「ごめんね苺……心の底では応援なんてしてなかった。いつだって、振られればいいって思ってた。苺が、忍くんの好きな人が透だって分かった時、諦めるだろうって。そしたら俺が、苺の王子様になってあげようって……ズルイよね」
言葉が出なくて、首を振った。そんなあたしを、のんは優しい瞳で見つめてくる。
「でも、諦めないって苺は言って。もう、我慢出来なかった。忍くんは苺を泣かせるばっかりなのに……俺なら、ずっと笑わせてあげれるのにって」
――のん。もういいよ。もう、十分だよ。
「っ……のん……」
「……好きだよ、苺」
伸びてきた手を拒めなかったのは、のんの想いが真っ直ぐすぎたから。拒んではいけないと思った。
「忍くんに、負けたくない」
強く抱きしめられて、甘い香水の匂いに涙が溢れた。
今まで何度抱き締められたか、どれだけ頭を撫でられて、涙を拭ってもらったか分からない。
この、あたしをいつも守ってくれていた腕は、もう幼馴染みとしてじゃないんだ。
のんはきっとこれから、好きの気持ちを溢れさせて触れてくる。あたしはそれを、拒める気がしなかった。
「ねぇ、苺」
「……」
「王子様は、“いる”んだよ」
――ああ。
気付いていたんだね。
そうやっていつもいつも、のんはあたしが目を背けたものを代わりに取り出して、大丈夫だよって見せてくれるね。

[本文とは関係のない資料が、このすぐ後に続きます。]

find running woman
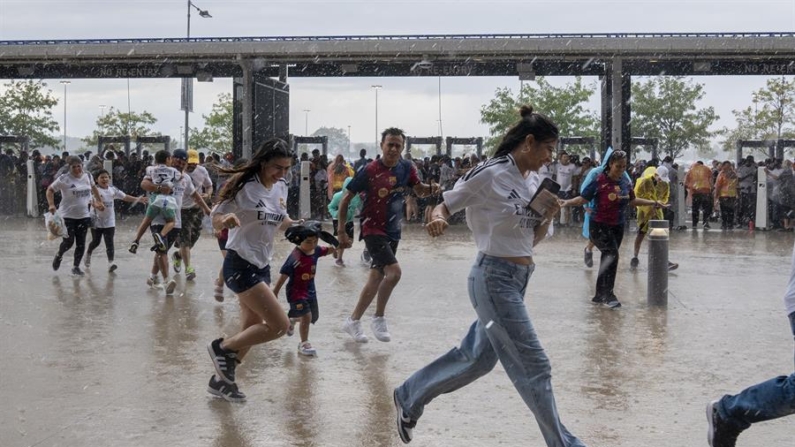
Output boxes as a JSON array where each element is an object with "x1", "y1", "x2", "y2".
[
  {"x1": 206, "y1": 139, "x2": 298, "y2": 402},
  {"x1": 47, "y1": 156, "x2": 105, "y2": 276},
  {"x1": 85, "y1": 169, "x2": 147, "y2": 273}
]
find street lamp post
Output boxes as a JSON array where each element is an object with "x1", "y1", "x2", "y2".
[
  {"x1": 348, "y1": 125, "x2": 352, "y2": 155},
  {"x1": 303, "y1": 109, "x2": 311, "y2": 135},
  {"x1": 371, "y1": 85, "x2": 382, "y2": 149},
  {"x1": 60, "y1": 80, "x2": 71, "y2": 151},
  {"x1": 184, "y1": 0, "x2": 212, "y2": 149}
]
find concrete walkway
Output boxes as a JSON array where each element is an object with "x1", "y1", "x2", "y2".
[{"x1": 1, "y1": 217, "x2": 792, "y2": 447}]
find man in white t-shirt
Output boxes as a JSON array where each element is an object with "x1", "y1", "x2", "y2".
[
  {"x1": 141, "y1": 149, "x2": 211, "y2": 295},
  {"x1": 554, "y1": 152, "x2": 579, "y2": 226},
  {"x1": 173, "y1": 149, "x2": 214, "y2": 281}
]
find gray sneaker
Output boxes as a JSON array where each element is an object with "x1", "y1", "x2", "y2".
[
  {"x1": 394, "y1": 389, "x2": 417, "y2": 444},
  {"x1": 207, "y1": 375, "x2": 246, "y2": 403}
]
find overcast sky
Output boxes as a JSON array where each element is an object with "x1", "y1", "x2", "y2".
[{"x1": 1, "y1": 0, "x2": 794, "y2": 152}]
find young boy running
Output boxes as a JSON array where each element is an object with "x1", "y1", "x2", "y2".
[
  {"x1": 272, "y1": 222, "x2": 338, "y2": 357},
  {"x1": 129, "y1": 149, "x2": 181, "y2": 253}
]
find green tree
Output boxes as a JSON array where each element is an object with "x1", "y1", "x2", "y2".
[
  {"x1": 189, "y1": 92, "x2": 233, "y2": 152},
  {"x1": 312, "y1": 126, "x2": 351, "y2": 156},
  {"x1": 82, "y1": 107, "x2": 158, "y2": 146},
  {"x1": 0, "y1": 80, "x2": 60, "y2": 149},
  {"x1": 631, "y1": 77, "x2": 719, "y2": 160},
  {"x1": 480, "y1": 77, "x2": 600, "y2": 155},
  {"x1": 720, "y1": 77, "x2": 795, "y2": 154}
]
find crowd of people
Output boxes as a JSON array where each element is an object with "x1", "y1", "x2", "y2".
[{"x1": 7, "y1": 109, "x2": 793, "y2": 445}]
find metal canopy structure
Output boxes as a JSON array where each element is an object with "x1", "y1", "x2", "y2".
[
  {"x1": 735, "y1": 140, "x2": 777, "y2": 165},
  {"x1": 0, "y1": 135, "x2": 30, "y2": 152},
  {"x1": 406, "y1": 136, "x2": 443, "y2": 156},
  {"x1": 1, "y1": 33, "x2": 794, "y2": 79},
  {"x1": 97, "y1": 136, "x2": 131, "y2": 156},
  {"x1": 291, "y1": 136, "x2": 328, "y2": 156},
  {"x1": 135, "y1": 136, "x2": 170, "y2": 157},
  {"x1": 446, "y1": 137, "x2": 484, "y2": 157},
  {"x1": 2, "y1": 32, "x2": 793, "y2": 159},
  {"x1": 630, "y1": 137, "x2": 659, "y2": 161},
  {"x1": 558, "y1": 137, "x2": 596, "y2": 160}
]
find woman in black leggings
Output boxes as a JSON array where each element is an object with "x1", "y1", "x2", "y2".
[
  {"x1": 85, "y1": 170, "x2": 146, "y2": 272},
  {"x1": 46, "y1": 156, "x2": 104, "y2": 276}
]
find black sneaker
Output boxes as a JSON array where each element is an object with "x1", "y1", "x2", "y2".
[
  {"x1": 591, "y1": 295, "x2": 605, "y2": 305},
  {"x1": 52, "y1": 254, "x2": 63, "y2": 271},
  {"x1": 630, "y1": 257, "x2": 639, "y2": 271},
  {"x1": 152, "y1": 233, "x2": 167, "y2": 252},
  {"x1": 207, "y1": 375, "x2": 246, "y2": 403},
  {"x1": 707, "y1": 400, "x2": 743, "y2": 447},
  {"x1": 172, "y1": 251, "x2": 182, "y2": 273},
  {"x1": 704, "y1": 223, "x2": 711, "y2": 230},
  {"x1": 128, "y1": 241, "x2": 139, "y2": 254},
  {"x1": 583, "y1": 248, "x2": 593, "y2": 268},
  {"x1": 603, "y1": 296, "x2": 622, "y2": 309},
  {"x1": 207, "y1": 338, "x2": 238, "y2": 384},
  {"x1": 668, "y1": 262, "x2": 679, "y2": 271},
  {"x1": 394, "y1": 389, "x2": 417, "y2": 444},
  {"x1": 109, "y1": 264, "x2": 118, "y2": 273},
  {"x1": 71, "y1": 267, "x2": 85, "y2": 276}
]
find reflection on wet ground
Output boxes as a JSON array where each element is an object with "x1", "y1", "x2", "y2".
[{"x1": 0, "y1": 217, "x2": 792, "y2": 446}]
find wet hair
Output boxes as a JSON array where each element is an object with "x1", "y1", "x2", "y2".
[
  {"x1": 494, "y1": 105, "x2": 559, "y2": 158},
  {"x1": 380, "y1": 127, "x2": 406, "y2": 144},
  {"x1": 285, "y1": 221, "x2": 339, "y2": 247},
  {"x1": 607, "y1": 150, "x2": 628, "y2": 169},
  {"x1": 66, "y1": 155, "x2": 82, "y2": 166},
  {"x1": 95, "y1": 169, "x2": 110, "y2": 178},
  {"x1": 154, "y1": 150, "x2": 170, "y2": 164},
  {"x1": 359, "y1": 148, "x2": 367, "y2": 157},
  {"x1": 217, "y1": 138, "x2": 293, "y2": 203}
]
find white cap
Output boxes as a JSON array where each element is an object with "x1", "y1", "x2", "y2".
[{"x1": 656, "y1": 166, "x2": 670, "y2": 183}]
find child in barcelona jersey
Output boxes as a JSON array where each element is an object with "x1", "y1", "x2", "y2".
[{"x1": 272, "y1": 222, "x2": 339, "y2": 356}]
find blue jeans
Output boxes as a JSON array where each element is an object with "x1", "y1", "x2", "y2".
[
  {"x1": 395, "y1": 253, "x2": 586, "y2": 447},
  {"x1": 716, "y1": 312, "x2": 795, "y2": 429}
]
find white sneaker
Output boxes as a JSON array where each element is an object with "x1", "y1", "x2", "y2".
[
  {"x1": 342, "y1": 317, "x2": 368, "y2": 343},
  {"x1": 371, "y1": 316, "x2": 392, "y2": 342},
  {"x1": 146, "y1": 276, "x2": 160, "y2": 288},
  {"x1": 165, "y1": 279, "x2": 177, "y2": 295},
  {"x1": 298, "y1": 341, "x2": 317, "y2": 356}
]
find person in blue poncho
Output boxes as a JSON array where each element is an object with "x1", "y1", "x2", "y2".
[{"x1": 561, "y1": 149, "x2": 664, "y2": 308}]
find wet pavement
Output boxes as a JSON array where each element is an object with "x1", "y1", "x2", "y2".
[{"x1": 1, "y1": 216, "x2": 793, "y2": 447}]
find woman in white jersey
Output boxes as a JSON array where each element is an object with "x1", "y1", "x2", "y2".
[
  {"x1": 206, "y1": 139, "x2": 297, "y2": 402},
  {"x1": 85, "y1": 170, "x2": 147, "y2": 273},
  {"x1": 393, "y1": 106, "x2": 588, "y2": 447},
  {"x1": 47, "y1": 156, "x2": 104, "y2": 276}
]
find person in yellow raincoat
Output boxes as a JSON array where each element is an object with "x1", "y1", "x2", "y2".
[{"x1": 630, "y1": 165, "x2": 678, "y2": 271}]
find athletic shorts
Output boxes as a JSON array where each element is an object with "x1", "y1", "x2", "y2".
[
  {"x1": 150, "y1": 225, "x2": 180, "y2": 253},
  {"x1": 363, "y1": 235, "x2": 399, "y2": 271},
  {"x1": 145, "y1": 195, "x2": 177, "y2": 221},
  {"x1": 287, "y1": 297, "x2": 319, "y2": 324},
  {"x1": 223, "y1": 249, "x2": 271, "y2": 294}
]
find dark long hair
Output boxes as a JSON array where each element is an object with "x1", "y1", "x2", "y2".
[
  {"x1": 494, "y1": 105, "x2": 559, "y2": 158},
  {"x1": 217, "y1": 138, "x2": 293, "y2": 203}
]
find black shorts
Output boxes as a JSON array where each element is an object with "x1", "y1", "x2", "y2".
[
  {"x1": 363, "y1": 235, "x2": 399, "y2": 271},
  {"x1": 287, "y1": 297, "x2": 319, "y2": 324},
  {"x1": 332, "y1": 219, "x2": 354, "y2": 239},
  {"x1": 223, "y1": 249, "x2": 271, "y2": 293},
  {"x1": 150, "y1": 225, "x2": 180, "y2": 254}
]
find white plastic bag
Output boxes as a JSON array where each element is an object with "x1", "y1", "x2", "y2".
[
  {"x1": 44, "y1": 211, "x2": 65, "y2": 241},
  {"x1": 202, "y1": 214, "x2": 214, "y2": 234}
]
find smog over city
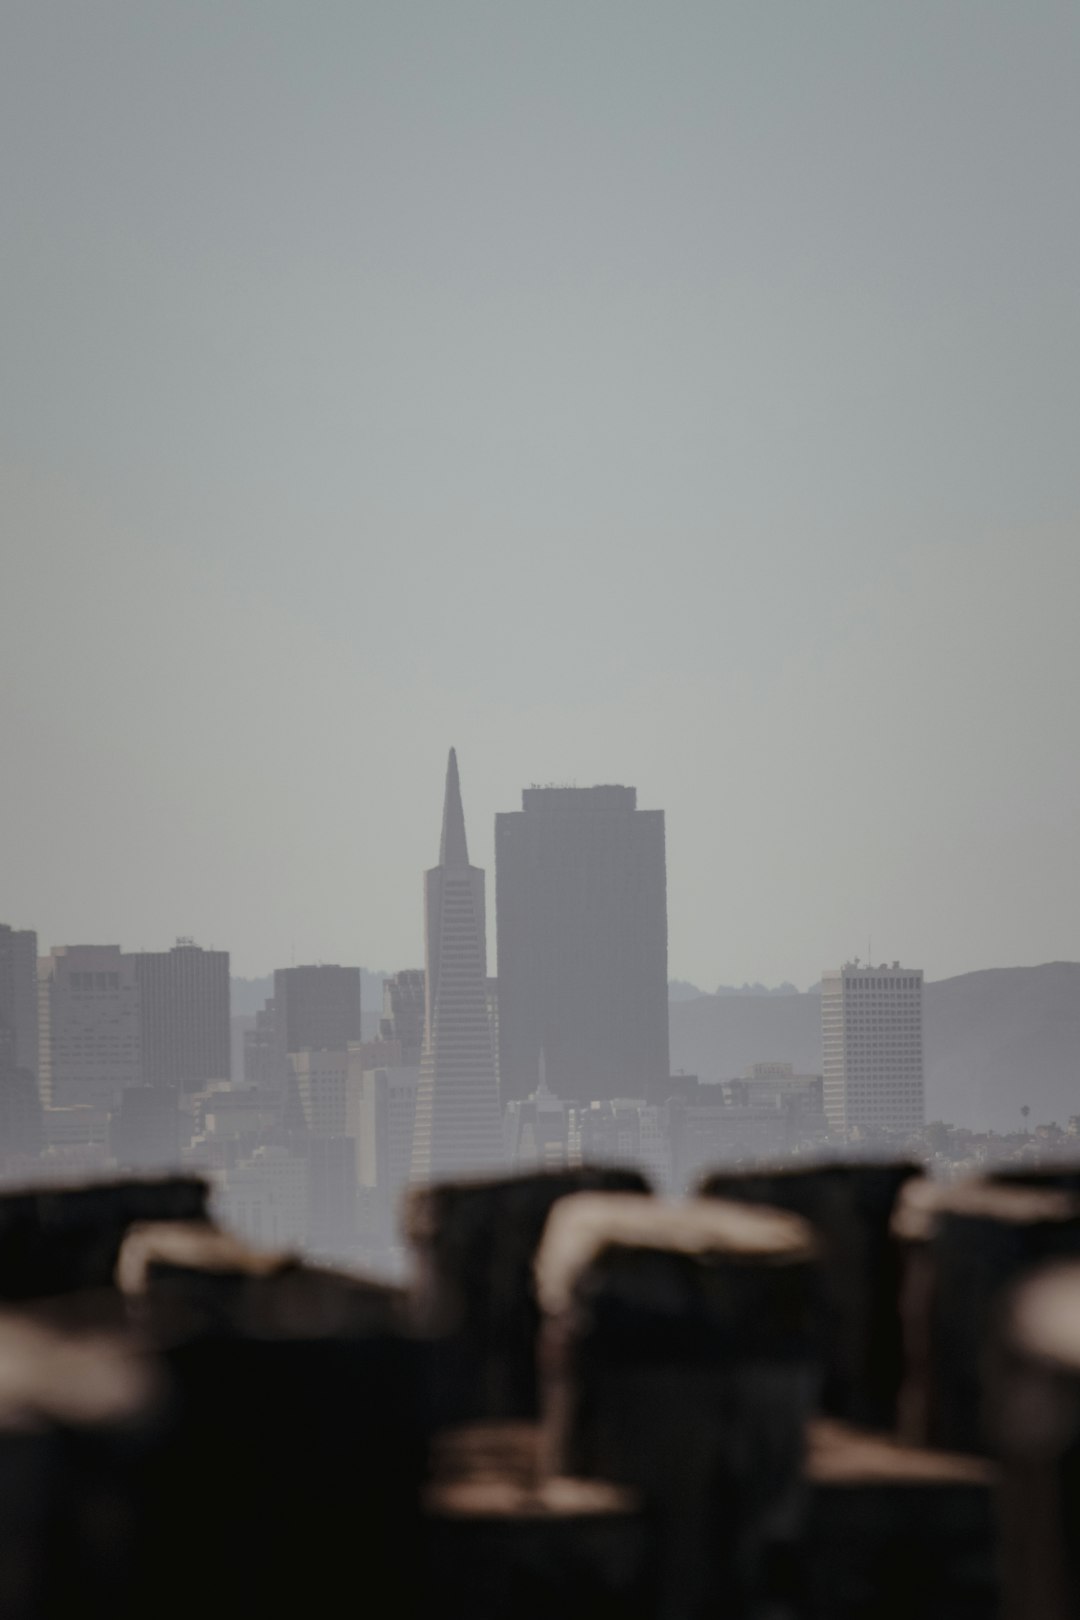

だけど今までと違うのは、のんが言っている王子様は忍じゃなくて自分のことだということ。
「――……っ」
何も返す言葉が見つからず、ぐちゃぐちゃな思考で重たい頭をのんの胸に埋めた。
忍に出会ってから、いつだって忍のことしか考えていなかった思考に、のんが加わる。
それが何を意味するかなんて、今は考えたくなかった。